Virtualization Hardware Provisioning

This topic will address how to size the cluster when using the AtScale Virtualization layer. AtScale makes the following recommendations when provisioning your hardware for a Virtualized cluster.

Storage Systems

All Virtualization jobs will read input data from an external storage system, such as Hadoop, Snowflake, an BigQuery. It is important to place your storage system as close to the external storage system as possible, but in the case of cloud-based databases this is not possible.

For on-premise data warehouses and for Hadoop based systems we recommend the following:

  • For Hadoop based systems, run on different nodes in the same local-area network as HDFS.
  • For low-latency data stores, it may be preferable to run on different machines than the storage system to avoid interference.

Local Disks

While the AtScale Virtualization cluster will perform a lot of its computation in memory, it uses local disks to store data that does not fit in RAM. The local disks also preserve output between stages. As a result, AtScale recommends provisinoning four to eight disks per node (configured without RAID, as separate mount points). In Linux, mount the disks with the noatime option to reduce unnecessary writes.

Memory

In general, The AtScale Virtualization Cluster can run well with anywhere from 8 to hundreds of gigabytes of memory per machine.

In all cases, AtScale recommends allocating (at most) 75% of the memory for Virtualization; leaving the rest for the operating system and buffer cache.

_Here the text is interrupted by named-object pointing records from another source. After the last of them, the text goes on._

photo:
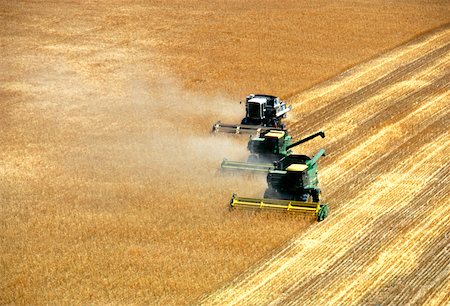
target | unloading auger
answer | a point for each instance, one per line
(292, 187)
(266, 149)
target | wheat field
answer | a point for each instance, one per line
(109, 182)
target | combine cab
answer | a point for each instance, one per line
(265, 149)
(262, 113)
(292, 186)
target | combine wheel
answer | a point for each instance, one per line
(323, 213)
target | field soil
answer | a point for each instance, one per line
(387, 177)
(109, 183)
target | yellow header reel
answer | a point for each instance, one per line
(316, 208)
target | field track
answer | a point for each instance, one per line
(386, 178)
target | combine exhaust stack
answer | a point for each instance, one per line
(319, 210)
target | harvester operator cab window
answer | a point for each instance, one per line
(275, 140)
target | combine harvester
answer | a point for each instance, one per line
(263, 112)
(292, 187)
(267, 148)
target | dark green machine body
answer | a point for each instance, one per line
(274, 145)
(294, 178)
(293, 186)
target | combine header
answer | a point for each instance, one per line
(292, 186)
(267, 148)
(262, 113)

  • How much memory you will need will depend on your application. To determine how much your application uses for a certain dataset size, use the following calculation:

    Concurrent Users  X Activity Rate X (2 X Average Row Size) X Average Rows Per Query Returned X 200% Join Factor X (200% of Average Query Complexity [1-2])

Where average query complexity is relative to the use of features such as Time Relative calculations, or calculations that require MultiPass.

  • For example:

    1000 concurrent users X 15% activity rate X (2 X 2kb/row) X 50,000s rows * 200% * 200% X 1 = 120GB RAM
  • Finally, note that the Java VM does not always behave well with more than 200 GB of RAM.

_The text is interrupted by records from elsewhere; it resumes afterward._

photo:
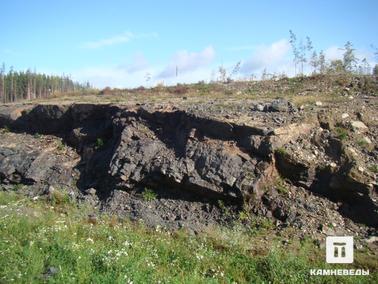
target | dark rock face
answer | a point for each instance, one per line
(24, 161)
(197, 160)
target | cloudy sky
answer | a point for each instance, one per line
(133, 43)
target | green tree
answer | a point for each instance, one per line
(322, 62)
(375, 70)
(293, 43)
(314, 61)
(349, 58)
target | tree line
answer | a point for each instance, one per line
(28, 85)
(304, 54)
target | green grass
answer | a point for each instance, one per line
(374, 169)
(99, 143)
(341, 133)
(36, 236)
(282, 152)
(148, 194)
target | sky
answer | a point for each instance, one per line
(132, 43)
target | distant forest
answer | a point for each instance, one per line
(16, 86)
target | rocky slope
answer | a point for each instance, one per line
(313, 169)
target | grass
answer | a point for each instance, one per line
(282, 152)
(36, 237)
(341, 133)
(148, 194)
(99, 143)
(280, 186)
(374, 169)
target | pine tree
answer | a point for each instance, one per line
(293, 43)
(314, 61)
(349, 59)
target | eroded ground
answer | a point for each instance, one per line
(307, 160)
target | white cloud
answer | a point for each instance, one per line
(241, 48)
(139, 63)
(333, 53)
(117, 39)
(186, 61)
(272, 57)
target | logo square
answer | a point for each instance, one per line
(339, 249)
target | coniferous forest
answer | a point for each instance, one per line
(27, 85)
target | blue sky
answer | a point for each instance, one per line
(118, 43)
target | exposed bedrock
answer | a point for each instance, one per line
(126, 148)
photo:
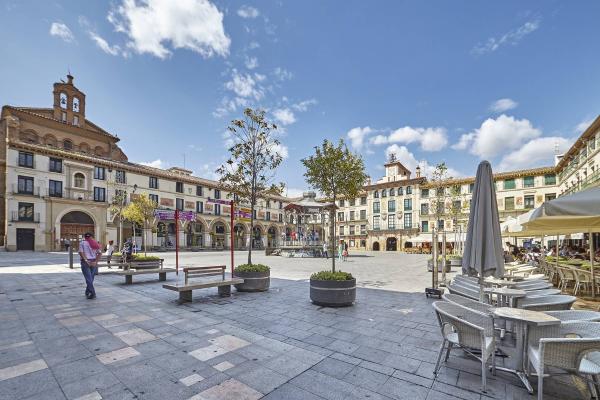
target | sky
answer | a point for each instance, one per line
(457, 82)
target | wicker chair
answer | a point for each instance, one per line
(468, 330)
(573, 347)
(548, 303)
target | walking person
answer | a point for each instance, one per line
(89, 251)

    Note: Activity rate is the percentage of concurrent users that would execute a query at roughly the same time.

Network

When the data is in memory, a lot of Virtualization performance is network-bound. Using a 10GB or higher network is the best way to make these applications faster. This is especially true for "distributed reduce" applications such as group-bys, reduce-bys, and SQL joins. In any given application, you can see how much data Virtualization shuffles across the network from the application's monitoring UI at (http://<VirtualizationNode>:4040).

CPU Cores

Virtualization scales well to tens of CPU cores per machine because it performs minimal sharing between threads. AtScale recommends provisioning at least 8-16 cores per machine. Depending on the CPU cost of your workload, you may also need more: once data is in memory, most applications are either CPU- or network-bound.

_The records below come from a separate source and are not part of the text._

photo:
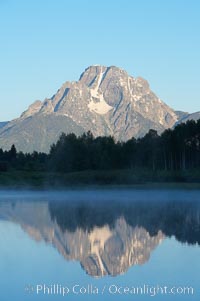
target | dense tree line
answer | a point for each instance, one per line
(175, 149)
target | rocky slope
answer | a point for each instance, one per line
(105, 100)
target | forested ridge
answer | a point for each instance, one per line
(175, 149)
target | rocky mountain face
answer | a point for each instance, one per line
(105, 101)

  • How much CPU you will need will depend on your application. To determine how much your application uses for a certain dataset size, use the following Calculation (Where average query complexity is relative to the use of features such as Time Relative calculations, or calculations that require MultiPass):

    Concurrent users X activity rate X 1 cores per query X  average query complexity [1-2]
  • For example:

    1000 concurrent users X 15% activity rate X 1 cores per query X 1= 150 cores
  • A ~5 machine cluster each machine with 32 cores and 24-32GB RAM would suffice for the above calculation.